Chapter 10.9 - Bernoulli's Equation

In the previous section, we saw the details about streamline flow and equation of continuity. In this section, we will see Bernoulli's equation

 

Bernoulli's equation can be derived in 12 steps:

1. In fig.10.33(a) below, a fluid (shown in orange color) is flowing through a pipe
• The pipe has a varying cross sectional area

Fig.10.33

2. We know that, if area changes, velocity also changes
    ♦ If velocity changes, it means that, there is an acceleration
    ♦ If there is an acceleration, it means that, there is a force
    ♦ If there is a force, work will be done by that force
• In fig.10.33(b), a portion of the fluid is marked as AB

    ♦ It is shown in green color
■ We want to find the work done on AB
3. The portion AB is shown separately in fig.10.34(a) below:
• The fluid in the lower portion of AB will exert a pressure P₁ on AB
    ♦ This is indicated by the lower red arrow
• The fluid in the upper portion of AB will exert a pressure P₂ on AB
    ♦ This is indicated by the upper red arrow

Fig.10.34

4. Based on the pressures, we can write the forces:

• If A₁ is the area of cross section at A, the force will be equal to (P₁ × A₁)
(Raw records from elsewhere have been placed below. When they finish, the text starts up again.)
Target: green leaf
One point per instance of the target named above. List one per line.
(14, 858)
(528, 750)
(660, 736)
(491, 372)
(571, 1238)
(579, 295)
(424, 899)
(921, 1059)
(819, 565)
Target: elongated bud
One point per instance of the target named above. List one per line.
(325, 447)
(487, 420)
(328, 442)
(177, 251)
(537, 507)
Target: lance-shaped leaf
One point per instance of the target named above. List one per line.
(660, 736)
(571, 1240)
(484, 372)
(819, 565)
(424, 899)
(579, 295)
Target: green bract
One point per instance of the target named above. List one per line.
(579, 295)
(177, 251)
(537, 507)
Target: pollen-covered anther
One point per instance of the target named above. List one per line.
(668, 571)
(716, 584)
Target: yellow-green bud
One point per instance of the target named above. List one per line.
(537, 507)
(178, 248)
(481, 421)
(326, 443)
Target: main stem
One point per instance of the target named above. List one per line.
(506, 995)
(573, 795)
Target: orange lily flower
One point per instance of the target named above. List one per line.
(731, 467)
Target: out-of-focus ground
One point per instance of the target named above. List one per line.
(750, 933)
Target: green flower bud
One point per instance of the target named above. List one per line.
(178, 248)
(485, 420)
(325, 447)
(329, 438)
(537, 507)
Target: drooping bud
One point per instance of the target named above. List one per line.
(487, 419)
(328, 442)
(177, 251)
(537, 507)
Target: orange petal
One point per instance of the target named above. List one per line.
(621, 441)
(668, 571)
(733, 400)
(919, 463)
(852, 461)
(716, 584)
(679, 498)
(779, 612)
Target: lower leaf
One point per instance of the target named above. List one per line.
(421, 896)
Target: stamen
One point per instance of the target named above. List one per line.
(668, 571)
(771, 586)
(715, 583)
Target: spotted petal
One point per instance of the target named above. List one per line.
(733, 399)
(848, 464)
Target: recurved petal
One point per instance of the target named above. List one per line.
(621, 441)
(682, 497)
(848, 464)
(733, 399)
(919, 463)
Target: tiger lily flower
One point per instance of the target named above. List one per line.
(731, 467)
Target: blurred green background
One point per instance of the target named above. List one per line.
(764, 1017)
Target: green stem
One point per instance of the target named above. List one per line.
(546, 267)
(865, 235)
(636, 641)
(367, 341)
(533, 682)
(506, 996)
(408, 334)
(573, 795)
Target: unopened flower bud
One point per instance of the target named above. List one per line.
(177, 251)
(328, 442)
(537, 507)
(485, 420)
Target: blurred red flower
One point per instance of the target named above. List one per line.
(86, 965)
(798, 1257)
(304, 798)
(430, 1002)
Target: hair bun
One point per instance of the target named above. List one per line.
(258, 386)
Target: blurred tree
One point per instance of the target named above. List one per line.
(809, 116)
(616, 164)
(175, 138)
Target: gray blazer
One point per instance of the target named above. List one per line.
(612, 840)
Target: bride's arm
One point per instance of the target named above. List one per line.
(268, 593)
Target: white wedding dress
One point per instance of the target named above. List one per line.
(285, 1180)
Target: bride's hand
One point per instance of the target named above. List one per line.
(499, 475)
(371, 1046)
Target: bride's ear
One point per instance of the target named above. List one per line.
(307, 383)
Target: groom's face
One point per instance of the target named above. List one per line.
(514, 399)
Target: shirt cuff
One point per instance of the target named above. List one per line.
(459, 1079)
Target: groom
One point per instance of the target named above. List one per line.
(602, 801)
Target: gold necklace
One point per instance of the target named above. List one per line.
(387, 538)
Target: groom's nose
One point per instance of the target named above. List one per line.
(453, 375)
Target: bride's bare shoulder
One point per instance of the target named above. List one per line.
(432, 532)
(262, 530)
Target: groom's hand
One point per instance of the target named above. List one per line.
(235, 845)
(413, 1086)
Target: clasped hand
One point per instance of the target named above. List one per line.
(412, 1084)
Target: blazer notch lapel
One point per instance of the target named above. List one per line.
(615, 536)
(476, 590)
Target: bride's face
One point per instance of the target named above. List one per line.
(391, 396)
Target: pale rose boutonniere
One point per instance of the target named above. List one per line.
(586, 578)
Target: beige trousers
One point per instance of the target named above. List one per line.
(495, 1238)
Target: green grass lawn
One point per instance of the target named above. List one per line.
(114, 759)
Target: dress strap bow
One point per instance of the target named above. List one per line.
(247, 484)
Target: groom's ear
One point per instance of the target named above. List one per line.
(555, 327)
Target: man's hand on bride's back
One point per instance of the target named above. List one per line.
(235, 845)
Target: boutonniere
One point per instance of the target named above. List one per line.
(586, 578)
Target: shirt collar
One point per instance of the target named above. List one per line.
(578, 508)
• If A₂ is the area of cross section at B, the force will be equal to (P₂ × A₂)
■ So the portion AB is acted upon by:
    ♦ a force (P₁ × A₁) at A

    ♦ a force (P₂ × A₂) at B

5. To obtain work, we multiply force by displacement

So next, we want the displacement. It can be written in 6 steps:

(i) The flow is taking place continuously
• We want the displacement suffered by AB is a very small duration of Δt

(ii) Let in the small duration Δt, the portion AB move forward in such a way that:

    ♦ The bottom surface which was at A, reaches a new position A’

    ♦ This is shown in fig.10.34(b) above  

(iii) So a certain volume is vacated. This vacated volume is shown in yellow color

• Based on our discussion in the previous section, we can write:

    ♦ Since Δt is small, the yellow volume can be considered as a cylinder

• The length of this yellow cylinder will be equal to (v₁ × Δt)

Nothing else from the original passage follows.